Luminescence and Squeezing of a Superconducting Light Emitting Diode

TL;DR

This paper explores how superconductivity in a semiconductor p-n junction enhances light emission, induces entangled photon pairs, and enables electrical control of light squeezing, with potential for low-threshold lasing.

Contribution

It demonstrates that superconducting leads significantly boost electroluminescence, generate entangled photons, and reduce lasing thresholds in a semiconductor diode.

Findings

Superconductivity increases electroluminescence in specific frequency ranges.

Cooper pair tunneling creates an additional luminescence peak.

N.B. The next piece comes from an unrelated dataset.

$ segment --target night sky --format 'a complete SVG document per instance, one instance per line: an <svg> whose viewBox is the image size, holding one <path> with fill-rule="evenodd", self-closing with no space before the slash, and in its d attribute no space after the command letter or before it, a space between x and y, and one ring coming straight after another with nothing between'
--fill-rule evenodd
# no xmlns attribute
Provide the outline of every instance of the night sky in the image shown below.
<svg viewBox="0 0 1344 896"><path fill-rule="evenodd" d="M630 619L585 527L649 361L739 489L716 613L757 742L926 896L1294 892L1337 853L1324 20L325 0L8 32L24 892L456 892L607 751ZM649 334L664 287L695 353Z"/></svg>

Superconducting coherence enables electrical control of light squeezing.

Abstract

We investigate a semiconductor $p$-$n$ junction in contact with superconducting leads that is operated under forward bias as a light-emitting diode. The presence of superconductivity results in a significant increase of the electroluminescence in a certain frequency window. We demonstrate that the tunneling of Cooper pairs induces an additional luminescence peak on resonance. There is a transfer of superconducting to photonic coherence which results in the emission of entangled photon pairs and squeezing of the fluctuations in the quadrature amplitudes of the emitted light. The squeezing angle can be electrically manipulated by changing the relative phase of the order parameters in the superconductors. We finally derive the conditions for lasing in the system and show that the laser threshold is reduced due to superconductivity. This shows how macroscopic coherence of a superconductor can be used to control the properties of light.